Pharmaceutical marketing research benefits patients and the public (beyond just insights produced for clients)

  • Controlling health care costs: Studies with doctors are actually an integral part of S.B. 790’s goal to control costs. More and better marketing research results in cost savings as it can unveil potential flaws in drugs and treatment regimens before they pose a real risk to patients.
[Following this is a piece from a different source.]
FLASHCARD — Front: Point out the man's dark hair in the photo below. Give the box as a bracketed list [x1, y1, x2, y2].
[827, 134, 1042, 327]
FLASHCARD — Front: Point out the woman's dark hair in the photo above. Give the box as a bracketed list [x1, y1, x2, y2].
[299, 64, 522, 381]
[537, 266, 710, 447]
Marketing research also helps focus limited resources on effective and necessary product and service development, technical support and education.
  • Preventing medical errors: Marketing research helps measure comprehension of materials and differentiation of names among physicians for drugs, which can help prevent “medical errors.”
  • Ensuring patients get needed treatments: Marketing research studies of health care providers about their patients’ compliance with treatment regimens help determine what causes patients to avoid or cease treatment and how to encourage compliance –  which in turn promotes health and longer life, as well as reduced waste of medical resources.
  • Improving acceptance and adoption of needed drugs: Marketing research studies of how doctors will accept and adopt new drugs are crucial to the development of new lifesaving products. If a medication has poor odds of acceptance or adoption, the manufacturer may not invest in producing it, but may learn from the research how to counteract those deficiencies with an improved product.
  • Role-playing research yields results: Marketing research studies involving doctor-patient role playing can garner unexpected findings vital to more than just the studies’ sponsors. For example, studies have discovered that physicians often don’t describe all available options to patients, even though they claim to do so in conventional research surveys.
  • Improving public health in the Latino community: Focus groups and in-depth interviews (IDIs) conducted with doctors on issues related to Type 2 diabetes in the Latino community helped manufacturers of diabetes medications and devices better tailor their communications and educational materials to make them understandable, clear, and free from dangerous mis-interpretations.
  • Eliminating side effects for patients: In one case example, marketing research with doctors directly led to the reformulation of a drug to deal with its side effects. The drug fights blindness, but resulted in burning red eyes for some users. Marketing research revealed that these side effects, which were not being perfectly reported, were keeping many patients from taking the drugs (on the required schedule, or sometimes at all). Reformulation removed the side effects, saved the drug, and saved many people’s sight.

Bill status

S.B. 790, sponsored by Sen. Mike McGuire (D-02), passed the state senate on May 18, 2017 and the Assembly Health Committee on July 27.